Friday, June 12, 2009

Something you won't care about

I'm writing something at the moment. Who knows what it is. Us artists don't concern ourselves with labels like you little people do. Currently it's held up in a mire of plotting difficulties. Bearing close attention to a quote I read from Joseph O'Neill, I am taking care to 'lie as little as possible, tell as close to the truth as you can'. Why? Because I liked the sentiment. Didn't like Netherland though, unlike Obama. Needless to say, consciously not lying is one of the hardest things I've ever done. Lying, or 'revisionism' as I like to call it, is as necessary to my daily life as breathing. Even recounting anecdotes to friends I find myself, almost unconsciously, sexing things up: flat-sounding dialogue is brought to fruity succinctness, dull circumstances glossed over. It's my hunger for narrative, I tell myself and don't get too concerned.
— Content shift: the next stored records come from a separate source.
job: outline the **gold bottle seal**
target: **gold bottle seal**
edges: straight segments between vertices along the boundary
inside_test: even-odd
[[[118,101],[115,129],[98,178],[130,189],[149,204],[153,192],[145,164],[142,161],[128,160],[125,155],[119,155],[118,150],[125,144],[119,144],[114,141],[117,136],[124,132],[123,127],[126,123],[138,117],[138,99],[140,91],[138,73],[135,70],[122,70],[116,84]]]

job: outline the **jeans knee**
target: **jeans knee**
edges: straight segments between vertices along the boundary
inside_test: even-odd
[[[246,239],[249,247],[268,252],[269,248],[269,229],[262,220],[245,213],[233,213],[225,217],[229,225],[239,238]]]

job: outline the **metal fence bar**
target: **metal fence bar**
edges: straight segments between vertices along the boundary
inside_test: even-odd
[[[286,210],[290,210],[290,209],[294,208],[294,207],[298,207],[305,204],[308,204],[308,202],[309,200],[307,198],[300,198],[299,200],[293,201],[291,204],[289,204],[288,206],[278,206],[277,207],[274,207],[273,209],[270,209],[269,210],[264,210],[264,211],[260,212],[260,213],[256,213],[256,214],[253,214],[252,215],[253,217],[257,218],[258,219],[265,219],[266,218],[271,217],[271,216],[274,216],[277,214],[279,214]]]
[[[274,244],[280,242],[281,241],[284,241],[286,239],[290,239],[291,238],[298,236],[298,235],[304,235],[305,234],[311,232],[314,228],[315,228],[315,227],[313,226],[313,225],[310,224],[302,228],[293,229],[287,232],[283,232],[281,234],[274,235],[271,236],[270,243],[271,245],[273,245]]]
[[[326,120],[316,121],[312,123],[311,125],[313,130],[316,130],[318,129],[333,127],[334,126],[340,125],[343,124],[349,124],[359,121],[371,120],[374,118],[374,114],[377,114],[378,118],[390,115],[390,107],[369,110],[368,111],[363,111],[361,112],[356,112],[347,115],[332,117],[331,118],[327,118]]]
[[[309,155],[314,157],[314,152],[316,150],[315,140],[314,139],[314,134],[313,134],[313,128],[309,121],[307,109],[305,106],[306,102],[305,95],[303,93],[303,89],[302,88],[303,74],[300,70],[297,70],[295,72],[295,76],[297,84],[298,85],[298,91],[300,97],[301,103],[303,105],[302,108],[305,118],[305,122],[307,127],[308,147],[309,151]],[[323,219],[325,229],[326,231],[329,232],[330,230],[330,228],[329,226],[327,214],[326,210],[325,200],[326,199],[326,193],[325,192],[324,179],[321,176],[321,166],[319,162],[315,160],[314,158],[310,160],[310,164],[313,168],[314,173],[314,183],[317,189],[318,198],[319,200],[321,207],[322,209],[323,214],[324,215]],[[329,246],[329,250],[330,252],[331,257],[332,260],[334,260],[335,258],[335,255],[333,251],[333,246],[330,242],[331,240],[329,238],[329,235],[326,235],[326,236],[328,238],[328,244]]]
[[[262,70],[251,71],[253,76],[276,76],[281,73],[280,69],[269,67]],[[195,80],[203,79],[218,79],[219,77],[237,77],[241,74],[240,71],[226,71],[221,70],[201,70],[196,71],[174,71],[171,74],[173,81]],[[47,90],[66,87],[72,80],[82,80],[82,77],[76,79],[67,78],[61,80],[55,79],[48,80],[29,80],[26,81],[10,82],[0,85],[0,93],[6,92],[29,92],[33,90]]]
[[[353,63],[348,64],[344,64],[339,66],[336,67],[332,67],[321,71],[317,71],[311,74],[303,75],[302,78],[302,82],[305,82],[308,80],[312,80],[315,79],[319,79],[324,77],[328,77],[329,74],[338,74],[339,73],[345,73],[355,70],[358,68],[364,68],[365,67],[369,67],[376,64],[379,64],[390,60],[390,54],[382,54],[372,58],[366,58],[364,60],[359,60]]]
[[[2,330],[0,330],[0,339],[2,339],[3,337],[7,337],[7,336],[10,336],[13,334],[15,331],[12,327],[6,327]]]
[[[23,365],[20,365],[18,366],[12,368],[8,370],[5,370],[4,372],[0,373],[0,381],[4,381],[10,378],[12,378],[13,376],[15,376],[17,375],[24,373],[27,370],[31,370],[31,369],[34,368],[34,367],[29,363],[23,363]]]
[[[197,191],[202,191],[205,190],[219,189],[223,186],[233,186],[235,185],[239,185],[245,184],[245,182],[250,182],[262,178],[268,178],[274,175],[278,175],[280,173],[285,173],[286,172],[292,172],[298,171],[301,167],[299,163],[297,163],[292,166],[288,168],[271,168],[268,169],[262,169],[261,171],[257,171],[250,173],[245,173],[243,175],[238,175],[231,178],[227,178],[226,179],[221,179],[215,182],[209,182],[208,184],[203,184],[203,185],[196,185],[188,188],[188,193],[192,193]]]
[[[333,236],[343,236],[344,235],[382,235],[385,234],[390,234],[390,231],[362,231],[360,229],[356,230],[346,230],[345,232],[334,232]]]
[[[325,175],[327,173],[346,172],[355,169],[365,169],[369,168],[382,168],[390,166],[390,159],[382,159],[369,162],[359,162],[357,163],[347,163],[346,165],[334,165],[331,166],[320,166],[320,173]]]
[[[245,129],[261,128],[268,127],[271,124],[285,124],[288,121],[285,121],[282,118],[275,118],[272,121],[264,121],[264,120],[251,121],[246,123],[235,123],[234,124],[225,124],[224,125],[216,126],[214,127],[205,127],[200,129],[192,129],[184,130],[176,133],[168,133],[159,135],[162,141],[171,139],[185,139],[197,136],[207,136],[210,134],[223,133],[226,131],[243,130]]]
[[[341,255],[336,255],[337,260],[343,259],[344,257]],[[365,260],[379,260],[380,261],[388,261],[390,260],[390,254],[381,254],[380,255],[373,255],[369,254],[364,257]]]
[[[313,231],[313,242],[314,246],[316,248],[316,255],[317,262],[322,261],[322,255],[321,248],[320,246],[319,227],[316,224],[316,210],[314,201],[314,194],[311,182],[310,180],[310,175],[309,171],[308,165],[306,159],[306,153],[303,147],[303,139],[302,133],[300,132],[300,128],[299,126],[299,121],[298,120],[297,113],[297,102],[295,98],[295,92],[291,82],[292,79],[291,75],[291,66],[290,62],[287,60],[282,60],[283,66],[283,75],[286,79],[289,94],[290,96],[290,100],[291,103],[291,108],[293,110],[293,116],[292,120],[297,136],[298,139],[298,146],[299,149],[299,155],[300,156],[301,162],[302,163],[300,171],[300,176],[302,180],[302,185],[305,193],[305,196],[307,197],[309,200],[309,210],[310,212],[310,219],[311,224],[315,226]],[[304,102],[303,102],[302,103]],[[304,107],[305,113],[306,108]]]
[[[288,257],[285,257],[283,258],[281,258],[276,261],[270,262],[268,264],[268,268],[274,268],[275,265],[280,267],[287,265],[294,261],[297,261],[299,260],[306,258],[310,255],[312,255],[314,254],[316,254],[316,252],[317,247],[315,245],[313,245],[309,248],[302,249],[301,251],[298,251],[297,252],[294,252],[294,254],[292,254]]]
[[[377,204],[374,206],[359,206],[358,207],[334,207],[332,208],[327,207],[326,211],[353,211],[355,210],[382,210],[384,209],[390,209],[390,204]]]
So I don't lie. Or I try not to. Apparently I don't plot anything I write either as everything frequently takes wild swings away from their starting point without my permission. I like to sketch things out in my head while driving 'round town in the evenings but instead I flash past familiar places and people and they remind me of past events and a new insight occurs to me: I'll use that, I think: that's genuine therefore good. Consequentially my cast change personalities almost daily, my hero's motives alter with my own capriciousness. One day I am forgiving towards all men: relationships prosper, goodness is rewarded, and my heroine gets invited to a party. The next I want them to suffer. Stupidity abounds; all humankind is selfish and cruel; unkind wives leave their pathetic husbands. My comic relief gets more and more violent as my mood gets worse, and I'm finding laughs in pushing people over, having them bump their shins, stub toes, lose wallets. I am honest, burningly honest, letting my temper and occasional torments play with my storyboard, rearrange my written world.

This can't continue. This is how children write, it's immature and inconsistent and pointless. Eventually you're not writing fiction, you're just keeping a diary and changing the names.

3 comments:

Audrey said...

Is this true? Lucy, I canny wait like!

Von Linus said...

Good stuff. I'm writing in a agroup at the moment. Maybe you could look at that, apart from the shame of having your every thought torn apart by miserable hyenas who aren't your equal.

Still, I deal with it well.

JMH said...

I fail to see what's wrong with how children write, and I think it is honest to be immature and inconsistent. And life? Pointless. I'm laughing now. I can't take myself seriously.